Ask Dr. Bortnik about using UCLA resources for computing and get environment specifications

vc1492a / tidd

An approach for detecting tsunamis using anomaly detection anomalies on sTec d/dt data from orbiting GPS satellites.

Other

5 stars 1 forks source link

Ask Dr. Bortnik about using UCLA resources for computing and get environment specifications #40

Closed vc1492a closed 4 years ago

hamlinliu17 commented 4 years ago

@vc1492a I will most likely be requesting computing resources from the hoffman2 cluster from UCLA . Here is their website that should list the environments that are available.

vc1492a commented 4 years ago

Thanks for sharing @hamlinliu17! The environment I use is a PowerPC machine with NVIIDA Tesla P100 GPUs - this is what I have available to me. At this stage, it's not clear how powerful of a GPU we will need but the P1000 has 3584 cores with 16GB memory, as a point of reference. This is somewhat comparable to the Tesla P4 on the Hoffmann 2 cluster.

I think we will be able to construct a list of specifications such that the same top-level library (FastAI) can be used while different versions of PyTorch and CUDA to support the different computing environments.

Since you will need to request time on the cluster it seems, we ought to use the computing resources at UCLA for a specific set of experiments and first develop locally - we will need to also make sure we can train models easily without the use of a GPU while we do some work in a sort of sandbox before we submit the work to a GPU cluster for processing.

hamlinliu17 commented 4 years ago

@vc1492a I have received approval to access UCLA computing.
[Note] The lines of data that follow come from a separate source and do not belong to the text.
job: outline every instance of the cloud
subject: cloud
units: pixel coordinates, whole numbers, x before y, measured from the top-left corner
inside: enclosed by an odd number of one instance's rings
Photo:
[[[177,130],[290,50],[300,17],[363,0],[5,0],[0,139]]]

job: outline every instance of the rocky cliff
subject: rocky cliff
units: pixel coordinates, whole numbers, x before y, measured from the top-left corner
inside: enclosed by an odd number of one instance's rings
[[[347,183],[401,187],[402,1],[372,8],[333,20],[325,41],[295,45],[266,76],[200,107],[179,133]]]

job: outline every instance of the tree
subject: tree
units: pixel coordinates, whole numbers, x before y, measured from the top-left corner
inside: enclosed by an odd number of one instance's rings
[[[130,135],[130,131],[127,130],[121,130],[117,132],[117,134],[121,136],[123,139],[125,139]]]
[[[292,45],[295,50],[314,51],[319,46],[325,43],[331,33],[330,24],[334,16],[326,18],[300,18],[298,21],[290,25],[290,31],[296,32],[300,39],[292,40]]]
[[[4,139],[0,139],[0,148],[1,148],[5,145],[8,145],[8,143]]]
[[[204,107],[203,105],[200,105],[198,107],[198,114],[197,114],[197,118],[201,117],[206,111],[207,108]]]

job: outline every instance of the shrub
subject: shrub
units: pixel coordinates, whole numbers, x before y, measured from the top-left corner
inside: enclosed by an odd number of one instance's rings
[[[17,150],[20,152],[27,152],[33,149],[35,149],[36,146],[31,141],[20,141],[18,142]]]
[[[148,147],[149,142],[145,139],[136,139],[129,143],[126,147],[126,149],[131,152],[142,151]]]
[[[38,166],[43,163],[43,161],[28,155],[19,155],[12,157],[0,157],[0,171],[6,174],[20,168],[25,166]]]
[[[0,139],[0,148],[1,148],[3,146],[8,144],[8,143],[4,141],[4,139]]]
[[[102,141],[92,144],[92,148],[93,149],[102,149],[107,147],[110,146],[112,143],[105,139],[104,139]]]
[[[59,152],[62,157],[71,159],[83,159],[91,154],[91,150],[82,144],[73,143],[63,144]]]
Will try and run the model code on the this branch this week

vc1492a commented 4 years ago

Sounds good! There isn't much there yet but that branch will at least get you started on testing your environment.

hamlinliu17 commented 4 years ago

@vc1492a I am able to get my environment up and running and I am able to run some of the code from Baseline Model Experiment.ipynb. ~~Will close this issue and move it on the board.~~ I do get some issues with disk quota though, so i will look into this, I will reopen the issue for now

vc1492a commented 4 years ago

That's a great update @hamlinliu17! We can work on that. If you have a lot of RAM (memory) available outside of the GPU, we can host the files on AWS S3 and then pull them into memory during experimentation instead of using any local disk. This will cost some money in data egress though and should be limited if possible. Let me know if you can get the local disk quota resolved or if you can identify whatever that quota is (in MB or GB etc.).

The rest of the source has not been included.